The Britten is treacherous for both its soloists. But young tenor Jeffrey Thompson turned in, without apparent effort, the most powerful performance I’ve heard from him, articulating both the text and the emotional subtext of Britten’s astonishing settings of six poems about evening (and mortality): the delightful 17th-century poet Charles Cotton’s "The shadows now so long do grow,/That brambles like tall cedars show;/Molehills seem mountains, and the ant/Appears a monstrous elephant"; Tennyson’s brilliant "The splendour falls on castle walls"; Blake’s stomach-churning "The Sick Rose"; the terrifying Scottish "Lyke-Wake Dirge" ("If meat or drink thou ne’er gav’st nane. . . . The fire will burn thee to the bare bane;/And Christe receive thy saule"); Ben Jonson’s scintillating hymn to Diana, "Queen and Huntress, chaste and fair"; and Keats’s moving sonnet "To Sleep" ("Turn the key deftly in the oilèd wards,/And seal the hushèd Casket of my Soul"). And the BSO’s principal horn, James Sommerville, playing the part written for the legendary Dennis Brain, made Britten’s challenging variety (hunting horn, solemn dirges, a lonely off-stage lament) both coherent and mysteriously moving.
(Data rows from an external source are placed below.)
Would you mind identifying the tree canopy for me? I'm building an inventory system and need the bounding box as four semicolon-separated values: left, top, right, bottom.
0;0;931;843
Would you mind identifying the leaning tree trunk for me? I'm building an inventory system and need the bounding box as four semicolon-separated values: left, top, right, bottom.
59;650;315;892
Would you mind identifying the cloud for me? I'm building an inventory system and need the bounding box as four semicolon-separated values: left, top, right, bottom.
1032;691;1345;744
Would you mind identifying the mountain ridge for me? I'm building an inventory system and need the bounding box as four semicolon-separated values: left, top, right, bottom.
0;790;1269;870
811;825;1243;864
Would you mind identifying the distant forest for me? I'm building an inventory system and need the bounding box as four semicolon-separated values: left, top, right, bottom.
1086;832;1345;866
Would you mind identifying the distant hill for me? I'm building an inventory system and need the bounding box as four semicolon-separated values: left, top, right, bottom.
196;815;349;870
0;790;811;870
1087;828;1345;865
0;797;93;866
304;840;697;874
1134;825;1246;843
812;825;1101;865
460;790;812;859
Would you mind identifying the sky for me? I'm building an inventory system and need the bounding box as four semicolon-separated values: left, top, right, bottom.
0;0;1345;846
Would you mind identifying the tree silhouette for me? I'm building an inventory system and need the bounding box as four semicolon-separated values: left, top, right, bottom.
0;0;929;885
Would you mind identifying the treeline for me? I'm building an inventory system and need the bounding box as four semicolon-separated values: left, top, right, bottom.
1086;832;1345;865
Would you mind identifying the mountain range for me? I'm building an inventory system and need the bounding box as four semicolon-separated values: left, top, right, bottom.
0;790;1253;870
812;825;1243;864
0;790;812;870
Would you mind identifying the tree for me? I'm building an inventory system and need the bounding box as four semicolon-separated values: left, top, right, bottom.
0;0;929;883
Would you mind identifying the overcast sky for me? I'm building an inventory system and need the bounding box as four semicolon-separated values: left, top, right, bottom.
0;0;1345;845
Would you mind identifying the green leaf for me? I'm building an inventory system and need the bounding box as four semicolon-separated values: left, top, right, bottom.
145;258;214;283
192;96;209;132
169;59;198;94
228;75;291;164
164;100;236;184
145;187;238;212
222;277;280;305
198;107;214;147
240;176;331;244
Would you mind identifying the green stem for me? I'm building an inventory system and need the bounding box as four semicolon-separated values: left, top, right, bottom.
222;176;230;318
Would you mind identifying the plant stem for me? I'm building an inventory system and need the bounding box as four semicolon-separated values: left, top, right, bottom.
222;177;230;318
The Schoenberg is a landmark work whose chromaticism and aching harmonies seem to be both the culmination of 19th-century European music and an announcement of all the musical changes that lay ahead in the new century. It was inspired by a controversial but piercing contemporary poem by Richard Dehmel about a couple who find redemption when the woman confesses that she is bearing a former lover’s child and the man accepts it as his own. Wyner led her gorgeous strings in a soul-stirring account, balancing formal clarity with a burning narrative drive. I’d be very surprised to find this concert missing from my year-end "Best of 2003" list.